Altera makes FPGA-based float-point DSP cheaper and faster -

Altera makes FPGA-based float-point DSP cheaper and faster


In its newest just introduced Aria 10 FPGAs, Altera Corp. has integrated hardened IEEE 754-compliant, floating-point operators and blocks that will not only lower costs of DSP in high end medical and radar applications but make them more practical in such cost sensitive applications such as wireless base station designs.

In addition to the already shipping 20 nm Arria 10 FPGAs and SoCs, the blocks are also incorporated into the 14 nm Stratix 10 FPGAs and SoCs.

According to Alex Grbic, director of software, IP and DSP marketing at Altera, the integrated hardened floating-point DSP blocks, combined with an advanced high-level tool flow, enable developers to address an expanding range of computationally intensive applications, such as high-performance computing (HPC), radar, scientific and medical imaging.

He said the hardened single-precision floating point DSP blocks included in Arria 10 and Stratix 10 devices are based on variable precision DSP architecture which feature a 64 bit accumulator each block of which comes with a 64 bit cascade bus. The cascade bus allows the implementation of even higher precision signal processing through cascading multiple blocks using a dedicated bus.

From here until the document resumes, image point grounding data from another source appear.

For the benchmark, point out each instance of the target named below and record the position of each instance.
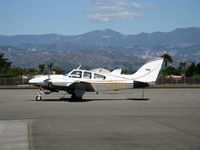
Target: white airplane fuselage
(79, 81)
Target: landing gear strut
(39, 97)
(77, 95)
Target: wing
(86, 86)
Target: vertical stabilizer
(148, 73)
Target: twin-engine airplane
(78, 81)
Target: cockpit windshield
(66, 72)
(76, 74)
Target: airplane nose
(31, 81)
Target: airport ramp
(14, 135)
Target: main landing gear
(41, 91)
(77, 95)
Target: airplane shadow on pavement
(88, 100)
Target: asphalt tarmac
(116, 120)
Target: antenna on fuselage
(79, 67)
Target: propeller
(48, 80)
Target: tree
(167, 58)
(197, 68)
(182, 68)
(41, 68)
(190, 70)
(5, 64)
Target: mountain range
(105, 48)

The variable-precision DSP architecture maintains backward compatibility. It can efficiently support existing 18 bit DSP applications, such as high-definition video processing, digital up- or down- conversion and multirate filtering.

“Unlike traditional approaches that implement floating point by using fixed point multipliers and FPGA logic, ” he said, “hardened floating point DSP blocks eliminate nearly all the logic usage required for existing FPGA floating-point computations. What this means, says Grbic, is the ability to deliver up to 1.5 TeraFLOPs (floating point operations per second) DSP performance in Arria 10 devices and up to 10 TeraFLOPs DSP performance in Stratix 10 devices.

Where previously DSP designers in cost sensitive but critical applications such as wireless base stations were unable to use floating point because of cost and implementation complexity, they can now choose either fixed or floating-point modes and be sure the floating point blocks are backwards compatible with existing designs.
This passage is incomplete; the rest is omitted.